Often implies a distraction/ detour, not worth the time/ effort. (Though I strongly disagree! Treasure hidden at the bottom of rabbit-holes are as valuable as dragon-hordes; with inherent worth, regardless of their relevance to the initial journey's aim, and well worth their respective quests: I went down one about spiders writing this!) Rabbit-holes symbolize risk, escapism and curiosity; a insatiable desire to explore & discover new things both hidden in our psyche and out of our comfort zones. They are invitations to step out into chaos/ uncertainty, and initiations into deeper truths.
"Time flies when you’re... falling down a rabbit hole." – Alice
In the Internet Age it has come to be associated with engagement traps, distracting websites/ divergent research trails etc. Getting 'sucked in' to following something, somewhat unwillingly [Wiki-rabbit holes, e.g the winding path a reader takes researching on wikipedia.] It also has an association with psychedelic drugs use.
NOTABLE USES IN CULTURE:
📚 Alice's Adventures in Wonderland | Lewis Carol 1865
🎥 Film: The Matrix | released 1999
🎥 Film: Donnie Darko | released 2001
RELATED IDIOMS🔍 / PHRASES:
Analysis Paralysis: the abundance of choice on the internet creating endless research/ analysis and preventing a decision
Red Pill / Blue Pill: reference to metaphorical choice in THE MATRIX between an unsettling / life-changing truth (red pill) or maintaining an illusion; "ignorance is bliss" (blue pill.) In turn a reference 1990 film TOTAL RECALL, where hero is asked to swallow a red pill to return to reality from a dream-like fantasy. Both loosely connect to psychedelic experiences & Alice's "Eat Me" cake & "Drink Me" potion, consumption of which drastically alter her perception & reality.

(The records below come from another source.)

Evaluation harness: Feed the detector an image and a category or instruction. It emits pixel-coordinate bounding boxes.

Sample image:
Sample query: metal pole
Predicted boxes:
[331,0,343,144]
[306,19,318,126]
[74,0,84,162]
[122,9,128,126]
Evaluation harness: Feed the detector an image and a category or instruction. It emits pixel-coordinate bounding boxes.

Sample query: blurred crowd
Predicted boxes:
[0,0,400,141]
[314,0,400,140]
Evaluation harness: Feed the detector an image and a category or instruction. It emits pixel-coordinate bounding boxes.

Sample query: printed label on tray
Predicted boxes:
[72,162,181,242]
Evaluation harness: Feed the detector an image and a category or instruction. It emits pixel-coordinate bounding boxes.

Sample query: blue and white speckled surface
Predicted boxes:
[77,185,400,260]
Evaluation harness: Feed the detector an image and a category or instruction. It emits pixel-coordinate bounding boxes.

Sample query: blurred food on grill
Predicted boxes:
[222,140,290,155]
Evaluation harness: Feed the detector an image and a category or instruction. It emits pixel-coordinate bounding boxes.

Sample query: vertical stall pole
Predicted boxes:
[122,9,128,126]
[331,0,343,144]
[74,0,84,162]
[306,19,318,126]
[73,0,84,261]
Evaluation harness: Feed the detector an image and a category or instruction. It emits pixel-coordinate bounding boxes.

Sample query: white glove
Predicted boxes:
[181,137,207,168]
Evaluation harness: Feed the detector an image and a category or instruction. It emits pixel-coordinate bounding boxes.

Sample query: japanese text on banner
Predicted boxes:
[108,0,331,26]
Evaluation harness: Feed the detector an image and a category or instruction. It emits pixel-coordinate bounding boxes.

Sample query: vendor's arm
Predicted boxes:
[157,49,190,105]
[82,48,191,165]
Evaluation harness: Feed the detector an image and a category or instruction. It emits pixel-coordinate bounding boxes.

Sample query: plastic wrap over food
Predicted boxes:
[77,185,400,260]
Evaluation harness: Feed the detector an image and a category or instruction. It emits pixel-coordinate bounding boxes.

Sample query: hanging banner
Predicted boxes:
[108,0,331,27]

Similar THROUGH THE LOOKING GLASS - Another Carol reference to 1871 eponymous sequel to WONDERLAND, where Alice enters a new reality by stepping into the reflected image of a mirror. [A trope as old as SNOW WHITE & picked up in the 1832 poem THE LADY OF SHALOTT | Alfred Tennyson, where said Lady sees the world indirectly through reflections, THE LION THE WITCH & THE WARDROBE c. 1950, as a portal to Narnia, and, more obscure, the grotesque mirror in Jorge Luis Borges' TLÖNl, UQBAR🥚, ORBIS TERTIU c. 1940
Lost in a Labyrinth / Maze - Caught in a Tangled Web: sucked into/ stuck in a complicated/ convoluted structure or process "Oh what a tangled web we weave, when first we practice do deceive" often attributed to Shakespeare, but actually from Sir Walter Scott's poem MARMION: A TALE OF FLODDEN FIELD, 1808. A reference to being caught in a spider's web like a fly- an image used in J.R.R. Tolkien's THE LORD OF THE RINGS: RETURN OF THE KING & Stephen Kings THE MIST
Similar GORDIAN KNOT - Ancient Greek legend of a complex knot tied an oxcart in Gordium | Phrygia; whoever could untie it (like Arthur's Sword in the Stone) would be destined to rule all of Asia.. Alexander the Great dramatically cut through it with his sword, rather than attempting to disentangle it. Used as a metaphor for using brute force to solve a seemingly-intractable problem.